Por desgracia, son muchos, muchísimos, también los que a bordo de una moto constituyen un auténtico peligro para el prójimo y para sí mismos. Y no sólo hablo de esos adolescentes atolondrados cuya hombría consideran directamente proporcional al número de acelerones y cabriolas que ejecuten sobre su máquina ratonera. O esos otros jóvenes, y no tan jóvenes, que apremiados por sus empresas de mensajería o reparto a domicilio tratan de cumplir los horarios brujuleando entre los parachoques. Me refiero sobre todo a quienes utilizan la moto para descargar su agresividad. Individuos que modifican el tubo de escape provocando un ruido infernal y que pilotan el vehículo tratando de mostrar en todo momento su preponderancia sobre el resto de los humanos. Ellos necesitan llamar la atención y compensar sus complejos exhibiendo la potencia de su máquina como si fuera una prolongación de la propia anatomía. Son, para que nos entendamos, unos auténticos gilipollas, que consiguen realmente hacerse notar propagando esa mala imagen del motorista a la que antes aludía.
Ésta es, a grandes rasgos, la situación en medio de la cual el concejal de Circulación del Ayuntamiento de Madrid, Sigfrido Herráez, vuelve a hacer gala de su arrojo y osadía al proponer medidas concretas para fomentar el uso de la moto en la capital. Él asegura que una moto en la calle es un coche menos en un atasco y que si Madrid incrementara su parque de motocicletas de forma significativa el tráfico mejoraría en igual medida.
Barcelona sería, en principio, el ejemplo a seguir; allí se circula mejor habiendo más del doble de motos que aquí con un número de habitantes muy similar. Tiene su lógica, el clima en la Ciudad Condal es bastante más benigno que el de la meseta, y además, en Barcelona existe una cultura de moto de la que carecemos en Madrid. Una cultura que consiste en que la utilice desde un alto directivo de cualquier empresa hasta un modesto albañil y que ninguno de ellos aparque el vehículo encima de la acera ni lo deje cruzado en un paso de peatones.

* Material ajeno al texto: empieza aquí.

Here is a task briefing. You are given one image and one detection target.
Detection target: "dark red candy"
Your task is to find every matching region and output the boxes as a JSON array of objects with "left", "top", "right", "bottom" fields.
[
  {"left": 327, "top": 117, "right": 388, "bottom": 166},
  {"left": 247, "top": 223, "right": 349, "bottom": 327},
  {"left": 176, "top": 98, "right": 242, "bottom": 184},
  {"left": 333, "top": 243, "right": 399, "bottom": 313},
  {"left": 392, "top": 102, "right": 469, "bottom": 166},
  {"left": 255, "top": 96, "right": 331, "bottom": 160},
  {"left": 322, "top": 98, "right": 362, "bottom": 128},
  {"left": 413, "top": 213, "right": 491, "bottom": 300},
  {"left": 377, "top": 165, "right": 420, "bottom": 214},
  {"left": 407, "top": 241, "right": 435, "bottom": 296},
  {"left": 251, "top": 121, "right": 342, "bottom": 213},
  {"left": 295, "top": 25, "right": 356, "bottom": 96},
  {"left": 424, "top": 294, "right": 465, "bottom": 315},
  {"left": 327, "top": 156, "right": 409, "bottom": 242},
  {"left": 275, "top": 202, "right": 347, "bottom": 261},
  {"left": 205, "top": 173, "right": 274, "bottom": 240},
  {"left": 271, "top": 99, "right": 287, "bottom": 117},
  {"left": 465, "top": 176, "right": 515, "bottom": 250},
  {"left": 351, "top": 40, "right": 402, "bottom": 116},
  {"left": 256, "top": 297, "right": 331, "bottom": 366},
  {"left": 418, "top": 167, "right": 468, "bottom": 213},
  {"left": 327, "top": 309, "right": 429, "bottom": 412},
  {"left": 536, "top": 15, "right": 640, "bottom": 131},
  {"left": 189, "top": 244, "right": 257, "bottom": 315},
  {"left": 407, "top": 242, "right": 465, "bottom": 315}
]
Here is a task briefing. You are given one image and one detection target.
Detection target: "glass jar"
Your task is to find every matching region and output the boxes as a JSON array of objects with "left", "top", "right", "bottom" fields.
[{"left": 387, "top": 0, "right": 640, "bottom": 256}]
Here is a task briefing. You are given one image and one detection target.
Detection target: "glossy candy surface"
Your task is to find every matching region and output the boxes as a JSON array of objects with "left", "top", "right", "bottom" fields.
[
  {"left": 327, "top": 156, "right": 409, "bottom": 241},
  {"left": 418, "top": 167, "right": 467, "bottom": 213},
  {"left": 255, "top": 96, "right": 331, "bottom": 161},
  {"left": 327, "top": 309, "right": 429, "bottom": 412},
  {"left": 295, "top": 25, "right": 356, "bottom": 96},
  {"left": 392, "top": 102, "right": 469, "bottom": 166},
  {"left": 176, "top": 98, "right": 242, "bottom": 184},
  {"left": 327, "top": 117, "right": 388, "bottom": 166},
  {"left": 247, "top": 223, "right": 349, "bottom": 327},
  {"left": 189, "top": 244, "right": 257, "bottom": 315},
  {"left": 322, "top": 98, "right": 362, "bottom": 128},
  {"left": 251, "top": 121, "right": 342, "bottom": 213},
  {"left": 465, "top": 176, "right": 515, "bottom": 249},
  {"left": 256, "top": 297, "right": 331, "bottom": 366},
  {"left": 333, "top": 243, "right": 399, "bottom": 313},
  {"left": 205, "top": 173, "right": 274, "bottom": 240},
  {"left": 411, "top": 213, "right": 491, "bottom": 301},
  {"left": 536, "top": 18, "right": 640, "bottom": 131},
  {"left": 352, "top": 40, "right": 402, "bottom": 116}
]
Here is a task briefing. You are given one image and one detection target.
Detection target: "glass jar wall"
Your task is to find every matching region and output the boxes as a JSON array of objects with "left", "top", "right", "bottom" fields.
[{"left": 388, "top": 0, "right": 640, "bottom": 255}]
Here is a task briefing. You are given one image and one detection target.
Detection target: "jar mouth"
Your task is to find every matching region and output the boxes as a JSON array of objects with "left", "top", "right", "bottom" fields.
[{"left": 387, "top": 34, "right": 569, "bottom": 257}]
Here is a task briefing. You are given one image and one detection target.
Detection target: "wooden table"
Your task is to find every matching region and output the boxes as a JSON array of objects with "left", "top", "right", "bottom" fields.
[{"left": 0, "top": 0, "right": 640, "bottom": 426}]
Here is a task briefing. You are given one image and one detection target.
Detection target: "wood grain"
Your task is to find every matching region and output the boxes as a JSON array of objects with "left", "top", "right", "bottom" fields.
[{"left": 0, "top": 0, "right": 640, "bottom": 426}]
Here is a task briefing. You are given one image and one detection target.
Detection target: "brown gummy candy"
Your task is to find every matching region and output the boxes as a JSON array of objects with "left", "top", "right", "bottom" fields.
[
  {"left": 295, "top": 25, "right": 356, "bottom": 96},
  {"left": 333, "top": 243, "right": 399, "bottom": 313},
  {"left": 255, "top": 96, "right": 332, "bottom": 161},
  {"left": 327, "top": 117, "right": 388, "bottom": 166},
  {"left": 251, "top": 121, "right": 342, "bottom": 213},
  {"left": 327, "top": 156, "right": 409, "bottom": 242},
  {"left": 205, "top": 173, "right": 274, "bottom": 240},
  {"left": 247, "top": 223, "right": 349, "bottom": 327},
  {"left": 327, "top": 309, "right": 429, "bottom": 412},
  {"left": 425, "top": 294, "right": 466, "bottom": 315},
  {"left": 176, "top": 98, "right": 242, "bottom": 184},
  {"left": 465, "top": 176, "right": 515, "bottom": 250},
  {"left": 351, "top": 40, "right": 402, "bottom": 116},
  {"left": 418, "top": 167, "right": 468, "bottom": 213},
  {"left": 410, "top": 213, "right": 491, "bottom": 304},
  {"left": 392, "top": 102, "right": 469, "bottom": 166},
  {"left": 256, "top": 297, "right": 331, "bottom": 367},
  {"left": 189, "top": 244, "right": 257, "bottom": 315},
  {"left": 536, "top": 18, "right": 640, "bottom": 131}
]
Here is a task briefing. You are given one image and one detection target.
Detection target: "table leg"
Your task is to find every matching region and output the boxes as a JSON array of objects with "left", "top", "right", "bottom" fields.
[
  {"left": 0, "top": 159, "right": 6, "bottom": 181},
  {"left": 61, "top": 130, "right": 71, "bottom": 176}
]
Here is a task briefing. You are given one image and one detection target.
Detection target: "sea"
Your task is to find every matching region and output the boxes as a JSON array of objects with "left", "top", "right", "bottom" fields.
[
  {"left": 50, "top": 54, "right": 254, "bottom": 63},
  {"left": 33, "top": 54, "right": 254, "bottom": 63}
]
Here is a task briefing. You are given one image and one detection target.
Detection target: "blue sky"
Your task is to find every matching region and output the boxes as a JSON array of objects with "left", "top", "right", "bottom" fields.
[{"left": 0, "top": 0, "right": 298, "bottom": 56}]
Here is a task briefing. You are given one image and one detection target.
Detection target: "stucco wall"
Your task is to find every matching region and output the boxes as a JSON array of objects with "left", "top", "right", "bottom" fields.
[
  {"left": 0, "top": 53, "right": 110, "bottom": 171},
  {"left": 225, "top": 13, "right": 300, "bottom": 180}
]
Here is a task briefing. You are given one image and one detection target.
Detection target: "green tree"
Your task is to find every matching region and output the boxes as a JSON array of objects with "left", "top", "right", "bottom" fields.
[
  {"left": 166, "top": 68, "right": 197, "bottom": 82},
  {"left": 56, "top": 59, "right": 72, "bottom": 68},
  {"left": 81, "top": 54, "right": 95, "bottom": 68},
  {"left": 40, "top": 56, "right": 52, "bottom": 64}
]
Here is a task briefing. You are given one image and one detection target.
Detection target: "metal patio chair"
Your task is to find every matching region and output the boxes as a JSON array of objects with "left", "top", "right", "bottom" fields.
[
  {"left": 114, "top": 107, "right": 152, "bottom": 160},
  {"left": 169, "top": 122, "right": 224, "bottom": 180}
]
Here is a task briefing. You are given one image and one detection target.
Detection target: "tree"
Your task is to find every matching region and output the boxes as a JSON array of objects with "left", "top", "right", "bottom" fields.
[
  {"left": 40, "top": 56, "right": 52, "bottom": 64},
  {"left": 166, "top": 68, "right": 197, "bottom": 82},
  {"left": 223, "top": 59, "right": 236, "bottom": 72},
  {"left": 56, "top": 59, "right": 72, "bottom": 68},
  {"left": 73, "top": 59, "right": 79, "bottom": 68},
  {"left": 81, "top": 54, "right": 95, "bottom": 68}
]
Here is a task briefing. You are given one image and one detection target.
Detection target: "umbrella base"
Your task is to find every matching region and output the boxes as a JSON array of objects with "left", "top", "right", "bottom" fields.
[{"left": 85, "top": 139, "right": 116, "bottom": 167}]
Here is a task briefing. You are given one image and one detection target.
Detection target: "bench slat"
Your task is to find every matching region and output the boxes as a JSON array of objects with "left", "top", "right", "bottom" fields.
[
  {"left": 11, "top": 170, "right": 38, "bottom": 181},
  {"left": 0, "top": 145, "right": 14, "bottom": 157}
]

La idea del concejal Herráez es crear 14.000 plazas de aparcamientos en las principales calles de Madrid y después ponerse serio con los que dejan la moto tirada en cualquier sitio. Está claro que para mejorar el trafico de nuestra ciudad hay que trabajar en muchos frentes y éste puede ser uno de ellos. Fomentar la utilización de vehículos de dos ruedas es una medida interesante siempre que vaya acompañada de acciones encaminadas a corregir los malos usos y modos imperantes sobre el asfalto. Acciones capaces de crear esa cultura de la moto que en Madrid tanto escasea y que constituye un elemento indispensable tanto para la adecuada utilización de este medio de locomoción como para fomentar el respeto de los automovilistas a los moteros, y viceversa. Tenga dos o cuatro ruedas, el problema nunca es el tipo de vehículo, sino quienes lo conducen.